Re: [DISCUSS] FLIP-177: Extend Sink API

Piotr Nowojski Fri, 23 Jul 2021 08:36:55 -0700

Hi,

Regarding the question whether to expose the MailboxExecutor or not:
1. We have plans on exposing it in the ProcessFunction (in short we want to
make StreamOperator API private/internal only, and move all of it's extra
functionality in one way or another to the ProcessFunction). I don't
remember and I'm not sure if *Dawid* had a different idea about this (do
not expose Mailbox but wrap it somehow?)
2. If we provide a thin wrapper around MailboxExecutor, I'm not sure how
helpful it will be for keeping backward compatibility in the future.
`MailboxExecutor` is already a very generic interface that doesn't expose
much about the current threading model. Note that the previous threading
model (multi threaded with checkpoint lock), should be easy to implement
using the `MailboxExecutor` interface (use a direct executor that acquires
checkpoint lock).


Having said that, I haven't spent too much time thinking about whether it's
better to enrich AsyncIO or provide the AsyncSink.
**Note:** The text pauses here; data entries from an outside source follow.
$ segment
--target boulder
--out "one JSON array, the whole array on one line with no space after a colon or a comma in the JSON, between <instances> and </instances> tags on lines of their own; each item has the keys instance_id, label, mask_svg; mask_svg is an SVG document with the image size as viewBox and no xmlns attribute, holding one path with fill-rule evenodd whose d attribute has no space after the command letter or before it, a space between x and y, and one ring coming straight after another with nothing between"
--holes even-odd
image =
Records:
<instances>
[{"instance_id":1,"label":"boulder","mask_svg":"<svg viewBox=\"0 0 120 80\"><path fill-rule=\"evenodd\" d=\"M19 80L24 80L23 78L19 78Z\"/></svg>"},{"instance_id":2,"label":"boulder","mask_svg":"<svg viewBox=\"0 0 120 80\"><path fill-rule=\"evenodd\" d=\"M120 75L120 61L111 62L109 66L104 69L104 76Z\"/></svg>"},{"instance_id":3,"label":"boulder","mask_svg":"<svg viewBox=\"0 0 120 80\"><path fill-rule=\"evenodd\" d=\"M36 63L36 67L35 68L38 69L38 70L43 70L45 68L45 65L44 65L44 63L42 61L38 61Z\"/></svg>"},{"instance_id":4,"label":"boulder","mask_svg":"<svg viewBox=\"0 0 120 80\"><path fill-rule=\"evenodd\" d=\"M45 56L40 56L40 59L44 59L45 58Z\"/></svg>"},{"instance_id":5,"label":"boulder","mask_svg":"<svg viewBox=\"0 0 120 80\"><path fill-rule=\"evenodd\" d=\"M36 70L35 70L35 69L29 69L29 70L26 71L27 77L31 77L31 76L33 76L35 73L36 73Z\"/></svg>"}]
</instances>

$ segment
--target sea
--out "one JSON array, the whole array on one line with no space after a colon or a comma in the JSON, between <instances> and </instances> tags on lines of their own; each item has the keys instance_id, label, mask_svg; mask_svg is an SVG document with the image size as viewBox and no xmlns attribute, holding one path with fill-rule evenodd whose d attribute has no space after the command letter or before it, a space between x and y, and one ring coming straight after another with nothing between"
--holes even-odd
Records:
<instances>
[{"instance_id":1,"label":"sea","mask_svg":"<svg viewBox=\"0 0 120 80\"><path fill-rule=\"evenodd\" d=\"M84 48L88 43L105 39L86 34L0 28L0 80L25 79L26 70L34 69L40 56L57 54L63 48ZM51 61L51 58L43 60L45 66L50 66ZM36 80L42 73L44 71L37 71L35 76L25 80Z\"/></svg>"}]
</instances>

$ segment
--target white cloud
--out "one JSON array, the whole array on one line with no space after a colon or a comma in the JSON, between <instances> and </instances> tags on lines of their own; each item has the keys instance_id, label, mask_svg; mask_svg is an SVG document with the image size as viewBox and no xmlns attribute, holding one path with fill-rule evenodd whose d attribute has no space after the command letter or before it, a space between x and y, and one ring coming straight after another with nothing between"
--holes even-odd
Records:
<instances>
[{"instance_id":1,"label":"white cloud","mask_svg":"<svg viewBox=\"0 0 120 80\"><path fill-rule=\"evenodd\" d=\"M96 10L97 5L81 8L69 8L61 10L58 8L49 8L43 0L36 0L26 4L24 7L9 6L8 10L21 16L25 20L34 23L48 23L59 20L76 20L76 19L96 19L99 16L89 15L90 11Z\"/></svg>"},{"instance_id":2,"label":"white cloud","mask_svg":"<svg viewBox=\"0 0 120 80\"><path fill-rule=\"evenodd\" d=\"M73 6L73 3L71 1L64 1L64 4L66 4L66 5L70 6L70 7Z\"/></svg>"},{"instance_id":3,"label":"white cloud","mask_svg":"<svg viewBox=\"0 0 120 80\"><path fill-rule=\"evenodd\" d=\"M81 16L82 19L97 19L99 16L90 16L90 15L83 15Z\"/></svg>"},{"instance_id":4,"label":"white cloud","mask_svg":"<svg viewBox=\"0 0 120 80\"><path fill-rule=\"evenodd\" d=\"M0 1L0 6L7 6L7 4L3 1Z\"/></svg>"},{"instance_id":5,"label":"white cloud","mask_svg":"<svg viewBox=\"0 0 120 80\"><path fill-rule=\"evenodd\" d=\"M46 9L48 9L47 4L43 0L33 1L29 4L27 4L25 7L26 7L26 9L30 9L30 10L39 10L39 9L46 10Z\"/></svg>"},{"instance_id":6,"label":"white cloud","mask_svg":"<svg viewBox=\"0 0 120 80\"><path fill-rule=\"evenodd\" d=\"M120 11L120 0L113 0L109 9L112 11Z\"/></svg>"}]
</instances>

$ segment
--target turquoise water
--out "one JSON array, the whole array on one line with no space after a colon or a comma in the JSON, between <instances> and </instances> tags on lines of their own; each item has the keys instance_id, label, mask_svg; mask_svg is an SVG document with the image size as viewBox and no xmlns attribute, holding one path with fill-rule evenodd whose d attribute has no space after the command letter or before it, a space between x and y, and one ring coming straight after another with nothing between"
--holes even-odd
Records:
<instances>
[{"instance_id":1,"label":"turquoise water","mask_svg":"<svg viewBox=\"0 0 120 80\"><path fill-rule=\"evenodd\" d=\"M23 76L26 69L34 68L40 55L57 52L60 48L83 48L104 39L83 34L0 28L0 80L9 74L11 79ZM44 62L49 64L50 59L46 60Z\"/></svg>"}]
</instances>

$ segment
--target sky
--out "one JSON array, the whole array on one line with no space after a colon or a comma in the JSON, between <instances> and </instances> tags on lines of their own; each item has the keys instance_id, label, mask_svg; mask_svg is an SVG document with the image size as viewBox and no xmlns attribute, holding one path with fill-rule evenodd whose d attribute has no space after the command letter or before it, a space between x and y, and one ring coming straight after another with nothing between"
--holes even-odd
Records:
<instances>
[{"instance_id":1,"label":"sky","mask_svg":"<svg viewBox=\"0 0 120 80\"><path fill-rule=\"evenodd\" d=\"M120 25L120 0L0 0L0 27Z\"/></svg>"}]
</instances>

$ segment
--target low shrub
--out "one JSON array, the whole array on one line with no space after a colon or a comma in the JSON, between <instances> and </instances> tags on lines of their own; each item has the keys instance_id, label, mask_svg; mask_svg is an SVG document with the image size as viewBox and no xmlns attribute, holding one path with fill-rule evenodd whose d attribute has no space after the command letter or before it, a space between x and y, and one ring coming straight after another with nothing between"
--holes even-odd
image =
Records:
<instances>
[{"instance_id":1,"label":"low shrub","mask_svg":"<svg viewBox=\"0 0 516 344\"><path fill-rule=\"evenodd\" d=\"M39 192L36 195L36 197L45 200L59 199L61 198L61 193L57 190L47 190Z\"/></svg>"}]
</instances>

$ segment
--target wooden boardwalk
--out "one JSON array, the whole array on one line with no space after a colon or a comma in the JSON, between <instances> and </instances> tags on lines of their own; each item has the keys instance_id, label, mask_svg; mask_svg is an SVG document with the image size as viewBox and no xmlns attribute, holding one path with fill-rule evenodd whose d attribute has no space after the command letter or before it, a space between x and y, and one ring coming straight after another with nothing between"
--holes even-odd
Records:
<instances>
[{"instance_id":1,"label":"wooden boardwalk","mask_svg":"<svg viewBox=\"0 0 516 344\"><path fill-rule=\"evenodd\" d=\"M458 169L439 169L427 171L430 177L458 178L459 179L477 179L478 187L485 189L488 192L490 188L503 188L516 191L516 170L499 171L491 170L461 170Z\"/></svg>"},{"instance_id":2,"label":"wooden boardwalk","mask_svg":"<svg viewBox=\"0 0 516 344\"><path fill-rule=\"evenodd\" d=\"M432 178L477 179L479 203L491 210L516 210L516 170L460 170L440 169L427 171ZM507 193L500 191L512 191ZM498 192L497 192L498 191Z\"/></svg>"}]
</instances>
If we can just as
efficiently provide the same functionality using the existing/enhanced
AsyncIO API, that may be a good idea if it indeed reduces our
maintenance costs.

Piotrek

pt., 23 lip 2021 o 12:55 Guowei Ma <guowei....@gmail.com> napisał(a):

> Hi, Arvid
>
> >>>The main question here is what do you think is the harm of exposing
> Mailbox? Is it the complexity or the maintenance overhead?
>
> I think that exposing the internal threading model might be risky. In case
> the threading model changes, it will affect the user's api and bring the
> burden of internal modification. (Of course, you may have more say in how
> the MailBox model will develop in the future) Therefore, I think that if an
> alternative solution can be found, these possible risks will be avoided:
> for example, through AsyncIO.
>
> >>>>AsyncIO has no user state, so we would be quite limited in implementing
> at-least-once sinks especially when it comes to retries. Chaining two
> AsyncIO would make it even harder to reason about the built-in state. We
> would also give up any chance to implement exactly once async sinks (even
> though I'm not sure if it's possible at all).
>
> 1. Why would we need to use the state when retrying(maybe I miss
> something)? If a batch of asynchronous requests fails, I think it is enough
> to retry directly in the callback. Or extend AsyncIO to give it the ability
> to retry（XXXFuture.fail (Excelption)）; in addition, in general, the client
> has its own retry mechanism, at least the producer of Kineses said in the
> document. Of course I am not opposed to retrying, I just want to find a
> more obvious example to support the need to do so.
>
> 2. I don't think using AsyncIO will prevent exactly once in the future.
> Both solutions need to be rewritten unless Exactly Once is required from
> the beginning.
>
> >>>Users will have a hard time to discover SinkUtil.sinkTo compared to the
> expected stream.sinkTo. We have seen that on other occasions already (e.g.,
> reinterpretAsKeyedStream).
> In fact, I think this is the most important issue. We lack the function of
> supporting sub-topology at the API layer, which is very inconvenient. For
> examplestream.sinkTo(AsyncSinkTopoloyBuilder), what do you think?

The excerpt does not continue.